ABEL trapping relies on fluorescence particle tracking and provides electrokinetic feedback force to adjust particle movement which is one of the supreme methods of particle trapping due to inherent advantages over optical trapping and other methods. In another part of the work, a novel ABEL trapping platform is developed which is capable of trapping particles in two dimensions (2D, full in-plane confinement) with better trap stiffness than previous 1D implementations. The trapping methodology, particle tracking algorithm is developed which is demonstrated by 2D trapping a microbead with 14x enhanced trapping stiffness compared to the old 1D ABEL trapping.
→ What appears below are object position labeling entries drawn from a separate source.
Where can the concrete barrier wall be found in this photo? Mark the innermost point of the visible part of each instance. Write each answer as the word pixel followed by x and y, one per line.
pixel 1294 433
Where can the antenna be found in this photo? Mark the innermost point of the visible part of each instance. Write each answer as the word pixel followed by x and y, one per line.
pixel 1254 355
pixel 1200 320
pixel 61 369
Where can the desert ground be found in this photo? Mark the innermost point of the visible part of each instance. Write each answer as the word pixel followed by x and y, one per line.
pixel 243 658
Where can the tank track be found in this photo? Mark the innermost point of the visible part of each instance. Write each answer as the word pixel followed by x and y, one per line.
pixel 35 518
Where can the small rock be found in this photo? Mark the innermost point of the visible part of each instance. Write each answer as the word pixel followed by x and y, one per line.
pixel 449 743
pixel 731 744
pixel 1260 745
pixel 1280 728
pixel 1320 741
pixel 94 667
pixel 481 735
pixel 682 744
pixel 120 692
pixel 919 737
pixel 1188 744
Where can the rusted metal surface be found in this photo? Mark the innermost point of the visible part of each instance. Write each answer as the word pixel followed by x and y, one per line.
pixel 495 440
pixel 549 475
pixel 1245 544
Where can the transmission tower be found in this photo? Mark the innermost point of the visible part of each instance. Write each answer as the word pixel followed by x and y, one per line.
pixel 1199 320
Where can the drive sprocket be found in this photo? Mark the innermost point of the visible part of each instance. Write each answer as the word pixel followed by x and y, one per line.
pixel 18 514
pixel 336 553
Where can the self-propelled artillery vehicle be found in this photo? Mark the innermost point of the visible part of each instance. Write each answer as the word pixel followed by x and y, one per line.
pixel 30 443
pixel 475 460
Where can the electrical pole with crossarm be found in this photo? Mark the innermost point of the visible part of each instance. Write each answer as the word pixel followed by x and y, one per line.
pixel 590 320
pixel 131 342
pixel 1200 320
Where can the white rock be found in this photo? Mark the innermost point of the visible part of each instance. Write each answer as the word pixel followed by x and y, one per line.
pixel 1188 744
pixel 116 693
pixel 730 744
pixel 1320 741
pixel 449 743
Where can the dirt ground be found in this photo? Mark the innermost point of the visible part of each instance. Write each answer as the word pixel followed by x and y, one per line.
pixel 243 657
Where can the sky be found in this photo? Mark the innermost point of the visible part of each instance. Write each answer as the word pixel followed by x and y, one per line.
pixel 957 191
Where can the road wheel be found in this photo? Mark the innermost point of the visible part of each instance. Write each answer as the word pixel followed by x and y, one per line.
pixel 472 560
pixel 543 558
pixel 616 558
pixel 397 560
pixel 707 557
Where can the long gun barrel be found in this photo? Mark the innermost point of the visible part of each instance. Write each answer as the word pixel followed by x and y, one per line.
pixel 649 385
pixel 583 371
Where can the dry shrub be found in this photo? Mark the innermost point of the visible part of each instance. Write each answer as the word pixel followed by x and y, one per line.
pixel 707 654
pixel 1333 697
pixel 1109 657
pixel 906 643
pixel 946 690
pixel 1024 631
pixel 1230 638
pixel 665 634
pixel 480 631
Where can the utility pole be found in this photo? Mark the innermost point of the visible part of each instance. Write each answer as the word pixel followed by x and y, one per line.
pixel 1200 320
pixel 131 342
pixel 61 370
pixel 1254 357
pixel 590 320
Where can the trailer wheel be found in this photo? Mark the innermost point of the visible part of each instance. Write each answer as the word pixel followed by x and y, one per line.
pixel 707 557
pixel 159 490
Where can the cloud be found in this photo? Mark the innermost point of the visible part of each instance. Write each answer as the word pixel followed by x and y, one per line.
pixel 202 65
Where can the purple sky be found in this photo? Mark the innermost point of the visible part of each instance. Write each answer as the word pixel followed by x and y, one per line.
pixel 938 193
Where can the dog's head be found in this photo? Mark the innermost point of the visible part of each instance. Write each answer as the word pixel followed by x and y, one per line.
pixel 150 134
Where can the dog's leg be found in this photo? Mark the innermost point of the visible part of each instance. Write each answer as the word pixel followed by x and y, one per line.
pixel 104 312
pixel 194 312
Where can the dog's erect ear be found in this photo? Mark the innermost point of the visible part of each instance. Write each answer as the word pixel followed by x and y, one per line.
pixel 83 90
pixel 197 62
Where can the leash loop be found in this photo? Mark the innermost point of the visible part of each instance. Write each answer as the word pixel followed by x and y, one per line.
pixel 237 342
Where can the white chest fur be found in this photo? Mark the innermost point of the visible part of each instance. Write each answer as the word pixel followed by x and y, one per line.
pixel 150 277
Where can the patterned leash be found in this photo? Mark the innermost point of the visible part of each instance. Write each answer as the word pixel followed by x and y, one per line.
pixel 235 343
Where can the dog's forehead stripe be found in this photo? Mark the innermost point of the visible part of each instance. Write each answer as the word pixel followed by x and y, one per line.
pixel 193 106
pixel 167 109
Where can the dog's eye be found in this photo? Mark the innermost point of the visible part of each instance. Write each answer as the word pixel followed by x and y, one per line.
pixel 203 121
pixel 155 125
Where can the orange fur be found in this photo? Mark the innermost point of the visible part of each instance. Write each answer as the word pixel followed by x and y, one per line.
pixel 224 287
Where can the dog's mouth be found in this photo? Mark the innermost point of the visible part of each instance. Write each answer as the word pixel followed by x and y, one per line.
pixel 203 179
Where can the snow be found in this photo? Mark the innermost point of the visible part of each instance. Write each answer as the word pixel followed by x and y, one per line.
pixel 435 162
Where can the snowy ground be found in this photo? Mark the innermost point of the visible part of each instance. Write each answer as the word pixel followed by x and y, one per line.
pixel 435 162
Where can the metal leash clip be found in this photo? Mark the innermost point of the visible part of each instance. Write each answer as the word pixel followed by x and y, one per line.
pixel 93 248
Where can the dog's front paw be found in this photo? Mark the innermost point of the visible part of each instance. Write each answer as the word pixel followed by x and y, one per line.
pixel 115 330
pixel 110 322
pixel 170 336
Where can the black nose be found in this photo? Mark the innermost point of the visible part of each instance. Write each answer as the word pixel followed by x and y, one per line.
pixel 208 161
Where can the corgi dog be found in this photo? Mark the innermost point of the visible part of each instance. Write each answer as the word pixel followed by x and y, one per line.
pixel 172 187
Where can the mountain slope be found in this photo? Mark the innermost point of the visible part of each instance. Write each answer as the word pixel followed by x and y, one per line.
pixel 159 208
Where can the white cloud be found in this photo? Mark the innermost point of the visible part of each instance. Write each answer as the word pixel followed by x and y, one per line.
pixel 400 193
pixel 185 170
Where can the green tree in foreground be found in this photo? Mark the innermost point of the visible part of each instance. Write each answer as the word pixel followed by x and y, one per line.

In the final part of the work, a novel and elegant method for dramatically increasing nanopore capture rates (event frequency) is demonstrated. Although the nanopore is a great tool for electrical detection of particles, most nanopore applications are limited due to the delivery of an insufficient number of analytes close enough to the pore to enable electrophoretic capture and detection. This severely limits the throughput (and extends the analysis time) and the limit of detection of the assay. An elegant solution to overcome the limitation is demonstrated which relies on preconcentration of targets on a micro-scale carrier bead followed by optical trapping the carrier beads at the vicinity of pore and thermally releasing them close to nanopore thus, increasing local analyte concentration. The practicality and efficacy of the methodology is experimentally demonstrated with ~80x enhanced capture rates by detecting DNAs corresponding to a melanoma cancer gene. As the method relies on accumulating targets and releasing them close to nanopore it should, in principle, be possible to detect targets at low concentrations. This functionality is demonstrated by Zika ns1 detection down to 2ng/mL which is a clinically relevant concentration. This demonstration illustrates the practicality and promising potential of the methodology which can be further developed towards diagnostics and possibly early stage disease detection.